Sen beni Hak’kın adıyla afsunladın, bu suretle de beni halka rüsvay etmek istedin.
تو به نام حق فریبی مر مرا ** تا کنی رسوای شور و شر مرا
Beni Hak’kın adı bağladı, senin tedbirin değil. Hakk’ın adını tuzak yaptın, yazıklar olsun sana!
نام حقم بست نه آن رای تو ** نام حق را دام کردی وای تو
Senden benim hakkımı Tanrının adı alacak. Ben canımı da Tanrı adına ısmarladım, tenimi de.
نام حق بستاند از تو داد من ** من به نام حق سپردم جان و تن
Tanrı adı, beni yaraladığın için ya can damarını koparsın, yahut seni de benim gibi mahsup etsin!” der.2340
یا به زخم من رگ جانت برد ** یا که همچون من به زندانت برد
Kadın bu yolda sert sözlerle genç kocasına tomarlar okudu.
زن از این گونه خشن گفتارها ** خواند بر شوی جوان طومارها
Erkeğin, karısına “ Yoksullara hor bakma, Tanrı’nın işine noksan isnadetme, kendi yoksulluğunla vehimlenip hayallenerek yoksulu ve yoksulluğu kınama “ diye nasihat etmesi
نصیحت کردن مرد مر زن را که در فقیران به خواری منگر و در کار حق به گمان کمال نگر و طعنه مزن بر فقر و فقیران به خیال و گمان بینوایی خویشتن
Bedevi dedi ki: “ Ey kadın, sen kadın mısın, yoksa hüzün ve keder atası mı? Yoksulluk, benim için iftihar edilecek bir şeydir; başıma kakma!
گفت ای زن تو زنی یا بو الحزن ** فقر فخر آمد مرا بر سر مزن
Mal ve para başta külâh gibidir. Külâha sığınan, keldir.

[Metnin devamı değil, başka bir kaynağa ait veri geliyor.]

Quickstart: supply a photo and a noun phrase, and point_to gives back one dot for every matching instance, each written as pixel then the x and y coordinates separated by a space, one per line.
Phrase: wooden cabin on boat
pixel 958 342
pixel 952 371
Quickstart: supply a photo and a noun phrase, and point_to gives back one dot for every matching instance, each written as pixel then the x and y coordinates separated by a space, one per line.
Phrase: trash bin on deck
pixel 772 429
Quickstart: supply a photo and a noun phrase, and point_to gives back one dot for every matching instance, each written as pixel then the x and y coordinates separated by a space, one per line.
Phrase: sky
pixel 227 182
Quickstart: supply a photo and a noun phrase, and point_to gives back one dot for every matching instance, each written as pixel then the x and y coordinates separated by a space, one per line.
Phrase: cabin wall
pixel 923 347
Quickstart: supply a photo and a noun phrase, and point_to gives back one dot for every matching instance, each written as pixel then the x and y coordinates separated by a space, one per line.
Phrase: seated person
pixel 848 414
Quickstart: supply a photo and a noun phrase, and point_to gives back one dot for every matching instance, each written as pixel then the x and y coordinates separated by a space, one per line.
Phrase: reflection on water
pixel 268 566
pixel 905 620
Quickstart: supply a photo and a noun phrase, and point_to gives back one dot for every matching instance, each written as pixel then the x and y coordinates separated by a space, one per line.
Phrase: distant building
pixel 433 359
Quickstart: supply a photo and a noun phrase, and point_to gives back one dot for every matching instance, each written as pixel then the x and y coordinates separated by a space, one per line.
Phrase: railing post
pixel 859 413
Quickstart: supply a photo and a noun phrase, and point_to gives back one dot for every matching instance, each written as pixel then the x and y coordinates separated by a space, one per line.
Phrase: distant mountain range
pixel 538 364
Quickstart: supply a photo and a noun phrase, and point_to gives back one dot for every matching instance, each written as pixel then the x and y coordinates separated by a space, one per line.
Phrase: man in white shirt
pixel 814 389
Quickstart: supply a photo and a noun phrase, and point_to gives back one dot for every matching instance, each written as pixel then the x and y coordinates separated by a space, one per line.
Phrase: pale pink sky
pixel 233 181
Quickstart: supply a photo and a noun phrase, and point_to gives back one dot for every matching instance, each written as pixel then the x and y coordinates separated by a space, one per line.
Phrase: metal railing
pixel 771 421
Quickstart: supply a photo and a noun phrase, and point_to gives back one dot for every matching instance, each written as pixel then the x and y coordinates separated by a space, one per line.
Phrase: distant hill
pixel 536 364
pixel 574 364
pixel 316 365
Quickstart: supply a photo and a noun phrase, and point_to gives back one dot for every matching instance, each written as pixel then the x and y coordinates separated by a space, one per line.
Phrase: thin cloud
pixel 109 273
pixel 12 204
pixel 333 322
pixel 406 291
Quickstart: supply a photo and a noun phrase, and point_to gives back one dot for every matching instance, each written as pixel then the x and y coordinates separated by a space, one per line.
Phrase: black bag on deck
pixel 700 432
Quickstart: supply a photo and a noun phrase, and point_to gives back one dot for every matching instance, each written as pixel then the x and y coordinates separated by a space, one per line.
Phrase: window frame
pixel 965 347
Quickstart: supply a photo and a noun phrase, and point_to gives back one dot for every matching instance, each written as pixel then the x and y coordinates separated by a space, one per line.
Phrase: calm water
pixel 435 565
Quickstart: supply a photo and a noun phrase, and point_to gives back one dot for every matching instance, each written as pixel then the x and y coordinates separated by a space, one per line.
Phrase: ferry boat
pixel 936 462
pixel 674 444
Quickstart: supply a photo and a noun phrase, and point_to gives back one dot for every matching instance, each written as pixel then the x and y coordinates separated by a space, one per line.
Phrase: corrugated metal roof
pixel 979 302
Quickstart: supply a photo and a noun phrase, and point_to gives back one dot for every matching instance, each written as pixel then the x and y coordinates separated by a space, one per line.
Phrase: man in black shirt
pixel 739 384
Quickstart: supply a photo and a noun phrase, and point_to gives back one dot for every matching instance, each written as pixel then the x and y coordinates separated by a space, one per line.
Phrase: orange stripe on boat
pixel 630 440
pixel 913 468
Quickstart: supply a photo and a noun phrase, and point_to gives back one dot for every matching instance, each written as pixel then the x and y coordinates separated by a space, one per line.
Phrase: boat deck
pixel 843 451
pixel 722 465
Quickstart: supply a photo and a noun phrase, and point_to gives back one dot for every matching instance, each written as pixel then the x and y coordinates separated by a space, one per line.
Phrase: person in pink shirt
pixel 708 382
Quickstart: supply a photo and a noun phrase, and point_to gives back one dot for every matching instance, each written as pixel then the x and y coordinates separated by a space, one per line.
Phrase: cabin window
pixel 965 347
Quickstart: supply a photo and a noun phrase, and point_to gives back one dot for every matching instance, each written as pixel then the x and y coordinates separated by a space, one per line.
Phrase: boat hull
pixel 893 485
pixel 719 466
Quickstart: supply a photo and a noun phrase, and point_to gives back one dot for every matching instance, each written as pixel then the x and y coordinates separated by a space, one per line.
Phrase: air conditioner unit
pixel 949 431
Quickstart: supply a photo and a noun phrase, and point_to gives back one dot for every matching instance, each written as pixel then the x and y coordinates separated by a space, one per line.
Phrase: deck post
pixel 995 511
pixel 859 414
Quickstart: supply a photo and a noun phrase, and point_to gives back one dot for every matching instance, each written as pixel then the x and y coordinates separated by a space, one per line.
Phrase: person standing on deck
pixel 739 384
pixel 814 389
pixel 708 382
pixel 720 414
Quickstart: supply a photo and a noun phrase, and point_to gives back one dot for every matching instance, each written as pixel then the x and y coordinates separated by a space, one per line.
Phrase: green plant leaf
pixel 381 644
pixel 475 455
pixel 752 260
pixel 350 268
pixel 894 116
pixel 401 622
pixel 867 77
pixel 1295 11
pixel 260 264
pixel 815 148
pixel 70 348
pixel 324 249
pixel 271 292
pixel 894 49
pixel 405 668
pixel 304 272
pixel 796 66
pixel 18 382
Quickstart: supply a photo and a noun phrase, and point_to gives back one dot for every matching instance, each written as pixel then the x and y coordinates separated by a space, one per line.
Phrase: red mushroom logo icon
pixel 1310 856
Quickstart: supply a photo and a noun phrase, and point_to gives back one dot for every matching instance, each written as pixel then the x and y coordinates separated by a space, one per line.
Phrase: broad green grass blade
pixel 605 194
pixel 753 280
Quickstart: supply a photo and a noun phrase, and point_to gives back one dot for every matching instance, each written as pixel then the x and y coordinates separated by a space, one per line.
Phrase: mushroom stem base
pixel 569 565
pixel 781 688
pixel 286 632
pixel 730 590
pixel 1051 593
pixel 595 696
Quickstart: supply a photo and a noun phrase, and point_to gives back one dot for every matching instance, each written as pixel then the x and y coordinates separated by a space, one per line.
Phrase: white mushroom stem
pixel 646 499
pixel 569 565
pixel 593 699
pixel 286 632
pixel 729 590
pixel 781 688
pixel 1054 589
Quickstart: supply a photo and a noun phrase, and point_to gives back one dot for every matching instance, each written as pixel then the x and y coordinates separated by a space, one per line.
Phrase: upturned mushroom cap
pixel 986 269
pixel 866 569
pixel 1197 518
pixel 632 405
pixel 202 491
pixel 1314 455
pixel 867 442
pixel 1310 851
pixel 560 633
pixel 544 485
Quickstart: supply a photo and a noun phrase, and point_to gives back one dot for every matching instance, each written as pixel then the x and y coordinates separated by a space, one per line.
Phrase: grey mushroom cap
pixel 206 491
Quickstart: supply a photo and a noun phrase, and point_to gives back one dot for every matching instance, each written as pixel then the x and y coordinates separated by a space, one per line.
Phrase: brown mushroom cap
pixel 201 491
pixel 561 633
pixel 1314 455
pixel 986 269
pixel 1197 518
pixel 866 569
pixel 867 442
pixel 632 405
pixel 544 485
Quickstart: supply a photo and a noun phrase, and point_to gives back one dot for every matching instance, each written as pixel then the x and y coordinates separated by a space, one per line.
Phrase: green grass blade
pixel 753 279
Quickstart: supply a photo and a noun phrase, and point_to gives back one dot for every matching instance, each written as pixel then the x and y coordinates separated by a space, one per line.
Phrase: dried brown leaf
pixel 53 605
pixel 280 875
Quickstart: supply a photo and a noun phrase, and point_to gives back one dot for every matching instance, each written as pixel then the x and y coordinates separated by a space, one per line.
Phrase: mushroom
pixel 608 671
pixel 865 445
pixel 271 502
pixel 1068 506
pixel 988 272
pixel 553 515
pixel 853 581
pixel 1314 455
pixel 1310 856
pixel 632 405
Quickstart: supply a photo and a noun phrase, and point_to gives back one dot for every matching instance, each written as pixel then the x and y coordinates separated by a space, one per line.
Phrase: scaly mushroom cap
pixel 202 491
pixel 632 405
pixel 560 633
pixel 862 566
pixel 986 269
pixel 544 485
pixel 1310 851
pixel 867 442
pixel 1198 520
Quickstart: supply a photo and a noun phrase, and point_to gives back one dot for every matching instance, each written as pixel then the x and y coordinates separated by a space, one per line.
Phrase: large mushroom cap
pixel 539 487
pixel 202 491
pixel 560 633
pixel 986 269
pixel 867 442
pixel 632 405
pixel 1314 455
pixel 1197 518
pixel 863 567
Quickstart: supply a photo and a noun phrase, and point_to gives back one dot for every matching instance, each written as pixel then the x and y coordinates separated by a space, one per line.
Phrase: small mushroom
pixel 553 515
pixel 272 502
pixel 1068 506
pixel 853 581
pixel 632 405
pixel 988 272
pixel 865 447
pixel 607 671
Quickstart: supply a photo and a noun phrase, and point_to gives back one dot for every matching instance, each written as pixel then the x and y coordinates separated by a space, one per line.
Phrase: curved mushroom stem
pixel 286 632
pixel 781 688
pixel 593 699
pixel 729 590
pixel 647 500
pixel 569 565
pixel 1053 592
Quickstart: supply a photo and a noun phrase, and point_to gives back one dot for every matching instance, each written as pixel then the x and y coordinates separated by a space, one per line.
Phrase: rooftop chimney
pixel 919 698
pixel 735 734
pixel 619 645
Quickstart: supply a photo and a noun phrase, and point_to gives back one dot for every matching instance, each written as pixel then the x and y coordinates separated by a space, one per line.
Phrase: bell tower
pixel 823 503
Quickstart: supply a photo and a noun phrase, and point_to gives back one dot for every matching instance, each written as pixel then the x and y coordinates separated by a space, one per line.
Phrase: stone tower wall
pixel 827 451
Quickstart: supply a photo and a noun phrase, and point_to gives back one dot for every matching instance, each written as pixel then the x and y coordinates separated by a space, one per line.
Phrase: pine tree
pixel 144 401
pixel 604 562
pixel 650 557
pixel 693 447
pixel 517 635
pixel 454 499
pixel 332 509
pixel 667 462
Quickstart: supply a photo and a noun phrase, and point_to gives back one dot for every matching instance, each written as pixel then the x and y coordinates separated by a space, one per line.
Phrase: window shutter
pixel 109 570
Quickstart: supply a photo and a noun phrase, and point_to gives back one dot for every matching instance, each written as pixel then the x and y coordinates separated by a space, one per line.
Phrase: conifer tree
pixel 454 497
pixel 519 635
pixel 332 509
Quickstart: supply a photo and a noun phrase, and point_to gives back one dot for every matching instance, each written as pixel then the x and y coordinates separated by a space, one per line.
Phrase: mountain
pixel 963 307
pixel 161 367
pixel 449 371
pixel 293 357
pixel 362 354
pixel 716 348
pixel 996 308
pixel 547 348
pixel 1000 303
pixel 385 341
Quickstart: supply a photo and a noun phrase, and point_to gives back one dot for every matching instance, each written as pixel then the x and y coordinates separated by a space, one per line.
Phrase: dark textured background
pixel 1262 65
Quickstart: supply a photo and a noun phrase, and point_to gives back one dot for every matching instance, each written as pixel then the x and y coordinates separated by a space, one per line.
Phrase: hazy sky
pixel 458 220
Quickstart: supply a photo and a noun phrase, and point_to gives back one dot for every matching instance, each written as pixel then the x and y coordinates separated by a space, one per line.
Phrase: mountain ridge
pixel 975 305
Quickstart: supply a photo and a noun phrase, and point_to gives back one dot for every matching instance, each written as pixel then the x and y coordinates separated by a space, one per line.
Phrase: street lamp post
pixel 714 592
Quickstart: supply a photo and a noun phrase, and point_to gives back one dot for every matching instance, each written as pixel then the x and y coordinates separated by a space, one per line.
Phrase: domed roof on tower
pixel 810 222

مال و زر سر را بود همچون کلاه ** کل بود او کز کله سازد پناه
Kıvırcık ve güzel saçları olan kişiye gelince: külâhı giderse ona daha hoş gelir.
آن که زلف جعد و رعنا باشدش ** چون کلاهش رفت خوشتر آیدش
Tanrı eri göz gibidir. Gözün kapalı olmaktansa, açık olması daha iyidir.2345
مرد حق باشد به مانند بصر ** پس برهنهش به که پوشیده نظر
Esirci, esiri satarken ayıp örten elbiseyi soyar.